An einem späten Oktoberabend versteckte ich mich im Schatten eines Baumes in einem Park in Hongkong. Ich war in höchster Alarmbereitschaft und beäugte jeden, der auf mich zuging. Ich überprüfte alle paar Sekunden mein Telefon und beobachtete die Standorte von Dutzenden von Menschen, die versuchten, mich aufzuspüren.

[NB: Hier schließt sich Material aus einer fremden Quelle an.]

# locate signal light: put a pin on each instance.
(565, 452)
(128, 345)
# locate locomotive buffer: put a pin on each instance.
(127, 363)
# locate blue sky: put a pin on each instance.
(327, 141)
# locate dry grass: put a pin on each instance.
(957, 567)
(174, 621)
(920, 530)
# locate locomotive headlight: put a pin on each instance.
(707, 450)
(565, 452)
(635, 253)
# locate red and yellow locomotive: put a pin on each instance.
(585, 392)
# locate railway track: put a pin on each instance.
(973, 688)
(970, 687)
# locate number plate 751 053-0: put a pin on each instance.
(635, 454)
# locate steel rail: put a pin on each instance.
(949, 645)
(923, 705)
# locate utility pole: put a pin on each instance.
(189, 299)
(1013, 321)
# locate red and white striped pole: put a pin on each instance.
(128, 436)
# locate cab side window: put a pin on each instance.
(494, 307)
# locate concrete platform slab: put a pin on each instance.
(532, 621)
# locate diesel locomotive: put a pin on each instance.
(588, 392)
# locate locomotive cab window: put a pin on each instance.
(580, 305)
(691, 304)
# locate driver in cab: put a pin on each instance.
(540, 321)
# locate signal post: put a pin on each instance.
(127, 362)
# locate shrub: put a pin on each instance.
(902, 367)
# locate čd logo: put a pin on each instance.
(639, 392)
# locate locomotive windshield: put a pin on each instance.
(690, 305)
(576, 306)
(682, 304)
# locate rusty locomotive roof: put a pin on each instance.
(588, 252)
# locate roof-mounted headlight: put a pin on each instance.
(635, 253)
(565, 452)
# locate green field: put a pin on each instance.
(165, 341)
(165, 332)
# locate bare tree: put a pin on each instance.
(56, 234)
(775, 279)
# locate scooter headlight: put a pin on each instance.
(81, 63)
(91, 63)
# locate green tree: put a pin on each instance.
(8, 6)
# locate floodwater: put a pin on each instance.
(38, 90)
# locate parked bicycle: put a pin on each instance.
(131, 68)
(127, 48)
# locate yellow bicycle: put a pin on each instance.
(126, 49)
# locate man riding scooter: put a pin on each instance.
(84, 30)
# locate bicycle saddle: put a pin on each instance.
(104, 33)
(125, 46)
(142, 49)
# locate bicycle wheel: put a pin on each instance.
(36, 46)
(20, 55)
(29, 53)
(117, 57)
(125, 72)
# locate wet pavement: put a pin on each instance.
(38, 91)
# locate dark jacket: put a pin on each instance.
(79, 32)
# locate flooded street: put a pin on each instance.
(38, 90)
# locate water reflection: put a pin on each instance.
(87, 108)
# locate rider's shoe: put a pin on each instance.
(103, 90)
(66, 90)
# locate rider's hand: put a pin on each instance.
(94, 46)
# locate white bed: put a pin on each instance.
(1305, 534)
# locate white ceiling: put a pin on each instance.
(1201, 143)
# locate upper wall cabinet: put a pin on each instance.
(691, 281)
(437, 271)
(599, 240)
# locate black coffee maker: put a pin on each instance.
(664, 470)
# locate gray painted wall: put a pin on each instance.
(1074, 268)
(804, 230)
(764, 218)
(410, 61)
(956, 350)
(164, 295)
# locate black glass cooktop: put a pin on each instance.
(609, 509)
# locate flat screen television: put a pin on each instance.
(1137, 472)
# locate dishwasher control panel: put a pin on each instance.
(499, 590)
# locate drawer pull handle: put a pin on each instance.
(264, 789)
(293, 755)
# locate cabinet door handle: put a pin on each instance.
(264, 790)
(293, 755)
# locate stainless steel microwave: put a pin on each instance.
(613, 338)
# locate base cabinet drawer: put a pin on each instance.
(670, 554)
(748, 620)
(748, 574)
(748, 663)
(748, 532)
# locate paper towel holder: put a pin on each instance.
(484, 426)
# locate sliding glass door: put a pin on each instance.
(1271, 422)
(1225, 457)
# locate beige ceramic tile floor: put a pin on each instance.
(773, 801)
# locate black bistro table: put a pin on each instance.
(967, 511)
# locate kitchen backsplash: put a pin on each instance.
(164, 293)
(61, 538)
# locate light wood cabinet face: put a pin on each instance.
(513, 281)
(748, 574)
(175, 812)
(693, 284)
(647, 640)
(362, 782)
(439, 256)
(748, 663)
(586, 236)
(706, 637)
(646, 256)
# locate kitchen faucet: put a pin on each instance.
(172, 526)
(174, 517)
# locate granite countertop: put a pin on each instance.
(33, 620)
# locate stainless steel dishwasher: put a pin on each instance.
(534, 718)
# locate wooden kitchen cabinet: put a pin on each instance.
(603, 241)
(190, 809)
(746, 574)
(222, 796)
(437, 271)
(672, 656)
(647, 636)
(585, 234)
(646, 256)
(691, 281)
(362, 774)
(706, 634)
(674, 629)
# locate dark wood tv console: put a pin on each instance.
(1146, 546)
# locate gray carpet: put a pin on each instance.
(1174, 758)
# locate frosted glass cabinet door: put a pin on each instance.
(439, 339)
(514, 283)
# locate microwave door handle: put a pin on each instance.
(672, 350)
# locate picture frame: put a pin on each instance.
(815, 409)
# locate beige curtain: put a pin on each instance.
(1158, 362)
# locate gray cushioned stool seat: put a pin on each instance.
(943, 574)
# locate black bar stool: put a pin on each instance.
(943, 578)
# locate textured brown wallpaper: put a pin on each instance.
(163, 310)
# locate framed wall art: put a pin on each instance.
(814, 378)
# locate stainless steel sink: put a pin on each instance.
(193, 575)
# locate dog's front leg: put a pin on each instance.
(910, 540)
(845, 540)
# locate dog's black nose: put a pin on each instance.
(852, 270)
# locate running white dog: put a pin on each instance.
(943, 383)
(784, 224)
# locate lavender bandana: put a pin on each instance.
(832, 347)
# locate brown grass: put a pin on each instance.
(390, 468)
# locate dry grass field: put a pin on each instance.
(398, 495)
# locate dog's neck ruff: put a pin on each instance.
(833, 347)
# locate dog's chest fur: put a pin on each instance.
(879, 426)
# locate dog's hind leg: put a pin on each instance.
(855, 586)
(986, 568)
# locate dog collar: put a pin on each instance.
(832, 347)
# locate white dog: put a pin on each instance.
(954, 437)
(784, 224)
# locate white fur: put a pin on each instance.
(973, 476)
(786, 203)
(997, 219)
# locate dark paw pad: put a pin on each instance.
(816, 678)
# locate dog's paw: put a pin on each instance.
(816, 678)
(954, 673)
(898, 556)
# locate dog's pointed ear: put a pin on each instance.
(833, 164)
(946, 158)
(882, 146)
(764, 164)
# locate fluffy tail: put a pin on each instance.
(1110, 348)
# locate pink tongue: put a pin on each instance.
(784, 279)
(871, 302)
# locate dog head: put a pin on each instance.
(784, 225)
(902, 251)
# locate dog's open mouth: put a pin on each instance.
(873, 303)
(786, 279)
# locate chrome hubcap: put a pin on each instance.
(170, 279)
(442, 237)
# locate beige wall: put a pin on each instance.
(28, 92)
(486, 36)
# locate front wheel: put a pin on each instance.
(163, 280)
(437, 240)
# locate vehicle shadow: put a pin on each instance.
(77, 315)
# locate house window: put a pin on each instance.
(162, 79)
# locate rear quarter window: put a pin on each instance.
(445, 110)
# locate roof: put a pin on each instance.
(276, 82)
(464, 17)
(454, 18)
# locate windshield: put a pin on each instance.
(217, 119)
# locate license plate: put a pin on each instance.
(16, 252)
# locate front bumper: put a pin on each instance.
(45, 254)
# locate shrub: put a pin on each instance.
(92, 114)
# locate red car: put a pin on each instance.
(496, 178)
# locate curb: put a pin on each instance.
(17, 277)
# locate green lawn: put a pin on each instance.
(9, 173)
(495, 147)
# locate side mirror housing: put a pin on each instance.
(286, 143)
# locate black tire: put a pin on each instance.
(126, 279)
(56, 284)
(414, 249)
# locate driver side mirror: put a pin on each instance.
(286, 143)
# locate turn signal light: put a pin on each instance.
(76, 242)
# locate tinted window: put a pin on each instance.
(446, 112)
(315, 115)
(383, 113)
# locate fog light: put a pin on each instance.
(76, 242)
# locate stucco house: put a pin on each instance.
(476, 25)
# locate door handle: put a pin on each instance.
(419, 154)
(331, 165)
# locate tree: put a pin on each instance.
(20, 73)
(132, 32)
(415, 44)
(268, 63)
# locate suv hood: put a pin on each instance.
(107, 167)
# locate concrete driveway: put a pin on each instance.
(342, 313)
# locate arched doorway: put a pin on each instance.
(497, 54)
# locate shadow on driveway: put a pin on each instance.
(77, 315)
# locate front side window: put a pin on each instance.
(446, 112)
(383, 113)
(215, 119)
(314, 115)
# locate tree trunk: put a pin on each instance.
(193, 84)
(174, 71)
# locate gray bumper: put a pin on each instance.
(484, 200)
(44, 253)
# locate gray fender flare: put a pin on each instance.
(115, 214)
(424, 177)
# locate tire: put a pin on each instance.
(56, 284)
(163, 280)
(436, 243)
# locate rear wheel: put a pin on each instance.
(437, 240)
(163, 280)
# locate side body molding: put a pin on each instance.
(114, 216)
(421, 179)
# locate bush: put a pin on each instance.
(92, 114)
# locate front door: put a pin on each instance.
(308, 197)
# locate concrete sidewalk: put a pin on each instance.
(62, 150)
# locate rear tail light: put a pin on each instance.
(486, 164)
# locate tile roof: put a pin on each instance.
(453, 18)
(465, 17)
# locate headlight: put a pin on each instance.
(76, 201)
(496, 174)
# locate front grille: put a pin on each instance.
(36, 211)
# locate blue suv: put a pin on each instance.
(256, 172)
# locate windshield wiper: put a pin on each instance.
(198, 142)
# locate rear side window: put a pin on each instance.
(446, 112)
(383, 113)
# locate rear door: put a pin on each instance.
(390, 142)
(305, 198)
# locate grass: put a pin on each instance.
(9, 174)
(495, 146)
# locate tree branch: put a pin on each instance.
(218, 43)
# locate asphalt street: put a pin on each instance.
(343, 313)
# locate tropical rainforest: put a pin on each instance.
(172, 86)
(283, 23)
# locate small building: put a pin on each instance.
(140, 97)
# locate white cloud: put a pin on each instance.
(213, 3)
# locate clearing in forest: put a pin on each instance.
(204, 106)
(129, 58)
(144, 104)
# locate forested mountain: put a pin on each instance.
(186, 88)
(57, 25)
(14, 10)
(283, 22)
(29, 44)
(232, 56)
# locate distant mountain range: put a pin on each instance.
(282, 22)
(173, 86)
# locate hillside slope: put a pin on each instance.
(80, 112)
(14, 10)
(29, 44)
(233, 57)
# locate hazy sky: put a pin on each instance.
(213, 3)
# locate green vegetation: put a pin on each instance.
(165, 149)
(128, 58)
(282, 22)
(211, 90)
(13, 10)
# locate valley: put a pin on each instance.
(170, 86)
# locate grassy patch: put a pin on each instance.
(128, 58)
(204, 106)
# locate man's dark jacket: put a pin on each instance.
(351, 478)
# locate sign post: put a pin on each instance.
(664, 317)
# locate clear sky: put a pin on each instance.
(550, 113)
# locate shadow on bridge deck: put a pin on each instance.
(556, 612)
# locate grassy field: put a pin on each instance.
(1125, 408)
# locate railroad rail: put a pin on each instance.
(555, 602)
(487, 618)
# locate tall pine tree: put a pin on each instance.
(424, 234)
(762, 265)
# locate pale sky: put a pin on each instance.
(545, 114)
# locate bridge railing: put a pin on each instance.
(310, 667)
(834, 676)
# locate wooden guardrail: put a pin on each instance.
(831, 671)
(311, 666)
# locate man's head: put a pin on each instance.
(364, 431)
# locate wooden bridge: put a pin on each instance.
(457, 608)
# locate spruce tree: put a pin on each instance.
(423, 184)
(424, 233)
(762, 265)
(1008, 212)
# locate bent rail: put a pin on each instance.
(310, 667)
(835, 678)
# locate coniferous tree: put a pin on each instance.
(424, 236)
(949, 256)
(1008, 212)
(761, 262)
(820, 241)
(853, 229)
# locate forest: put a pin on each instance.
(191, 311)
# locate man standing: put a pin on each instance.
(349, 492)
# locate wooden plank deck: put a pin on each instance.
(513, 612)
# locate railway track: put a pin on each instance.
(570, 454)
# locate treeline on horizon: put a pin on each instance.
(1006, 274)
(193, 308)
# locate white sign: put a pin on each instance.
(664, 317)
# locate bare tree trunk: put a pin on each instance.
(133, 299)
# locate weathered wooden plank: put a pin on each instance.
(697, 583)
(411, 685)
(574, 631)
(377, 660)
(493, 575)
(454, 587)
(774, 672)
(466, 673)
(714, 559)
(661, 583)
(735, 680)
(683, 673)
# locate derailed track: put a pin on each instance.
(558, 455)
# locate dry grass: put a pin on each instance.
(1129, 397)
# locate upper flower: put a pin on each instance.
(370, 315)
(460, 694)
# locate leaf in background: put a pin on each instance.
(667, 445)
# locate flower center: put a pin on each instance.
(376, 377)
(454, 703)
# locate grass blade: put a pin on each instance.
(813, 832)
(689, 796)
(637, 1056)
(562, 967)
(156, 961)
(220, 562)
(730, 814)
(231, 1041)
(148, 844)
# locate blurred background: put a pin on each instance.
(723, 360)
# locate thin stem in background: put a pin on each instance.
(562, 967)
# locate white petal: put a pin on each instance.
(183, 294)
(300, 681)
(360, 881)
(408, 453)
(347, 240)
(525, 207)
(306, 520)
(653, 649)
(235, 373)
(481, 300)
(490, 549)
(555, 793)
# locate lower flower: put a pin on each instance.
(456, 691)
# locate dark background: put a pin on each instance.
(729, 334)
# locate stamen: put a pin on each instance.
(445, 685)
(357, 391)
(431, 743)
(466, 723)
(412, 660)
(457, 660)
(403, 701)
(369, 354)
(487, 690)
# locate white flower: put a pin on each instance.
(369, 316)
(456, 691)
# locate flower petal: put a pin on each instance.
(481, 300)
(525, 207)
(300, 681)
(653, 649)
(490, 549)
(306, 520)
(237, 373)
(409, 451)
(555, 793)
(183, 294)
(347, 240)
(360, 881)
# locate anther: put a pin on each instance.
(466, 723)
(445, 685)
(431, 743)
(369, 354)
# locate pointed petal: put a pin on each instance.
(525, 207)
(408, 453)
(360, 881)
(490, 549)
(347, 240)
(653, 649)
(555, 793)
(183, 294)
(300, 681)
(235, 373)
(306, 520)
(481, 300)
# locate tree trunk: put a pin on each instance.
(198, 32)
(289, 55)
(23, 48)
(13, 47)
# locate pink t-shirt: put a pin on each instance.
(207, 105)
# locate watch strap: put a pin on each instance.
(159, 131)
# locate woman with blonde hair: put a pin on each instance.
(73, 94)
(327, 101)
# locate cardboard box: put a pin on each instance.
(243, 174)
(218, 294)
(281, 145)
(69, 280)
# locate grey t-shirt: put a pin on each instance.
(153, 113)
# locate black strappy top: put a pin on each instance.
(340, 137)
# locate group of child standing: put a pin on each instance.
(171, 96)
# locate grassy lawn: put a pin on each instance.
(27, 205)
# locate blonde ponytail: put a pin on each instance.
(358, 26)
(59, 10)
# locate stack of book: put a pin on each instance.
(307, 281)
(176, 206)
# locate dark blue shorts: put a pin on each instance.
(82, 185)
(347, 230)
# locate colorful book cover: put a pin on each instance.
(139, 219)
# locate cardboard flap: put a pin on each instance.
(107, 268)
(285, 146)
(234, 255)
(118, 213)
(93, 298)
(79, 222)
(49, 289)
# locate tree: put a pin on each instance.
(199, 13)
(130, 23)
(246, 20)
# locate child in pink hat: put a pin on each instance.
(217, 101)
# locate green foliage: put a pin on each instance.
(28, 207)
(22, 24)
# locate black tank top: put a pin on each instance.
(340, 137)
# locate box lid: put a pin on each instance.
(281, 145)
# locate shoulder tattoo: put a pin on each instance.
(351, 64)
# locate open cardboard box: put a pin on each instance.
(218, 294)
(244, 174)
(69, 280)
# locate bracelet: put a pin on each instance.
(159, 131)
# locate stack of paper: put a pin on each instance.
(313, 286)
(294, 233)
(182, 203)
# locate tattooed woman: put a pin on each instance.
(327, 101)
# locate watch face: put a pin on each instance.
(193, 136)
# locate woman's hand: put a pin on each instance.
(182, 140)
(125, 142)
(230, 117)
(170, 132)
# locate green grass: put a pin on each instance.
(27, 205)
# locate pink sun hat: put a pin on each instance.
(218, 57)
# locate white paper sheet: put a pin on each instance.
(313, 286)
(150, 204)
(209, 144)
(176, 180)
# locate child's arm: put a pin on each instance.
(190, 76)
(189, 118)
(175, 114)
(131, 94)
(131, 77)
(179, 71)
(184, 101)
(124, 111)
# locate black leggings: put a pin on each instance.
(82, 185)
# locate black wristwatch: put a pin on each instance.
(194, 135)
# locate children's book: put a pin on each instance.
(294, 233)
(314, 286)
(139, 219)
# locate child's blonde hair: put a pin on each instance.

Ich war nicht wirklich in Gefahr. Ich spielte ein Versteckspiel mit 40 Fremden in einem sieben Hektar großen Park in der berüchtigten Kowloon Walled City. Es war jedoch kein typisches Versteckspiel, sondern eines für das digitale Zeitalter: Sowohl die Suchenden als auch die Versteckenden jagen sich gegenseitig und weichen einander aus, indem sie ihren Standort in Echtzeit auf einer Karte auf ihren Handys verfolgen.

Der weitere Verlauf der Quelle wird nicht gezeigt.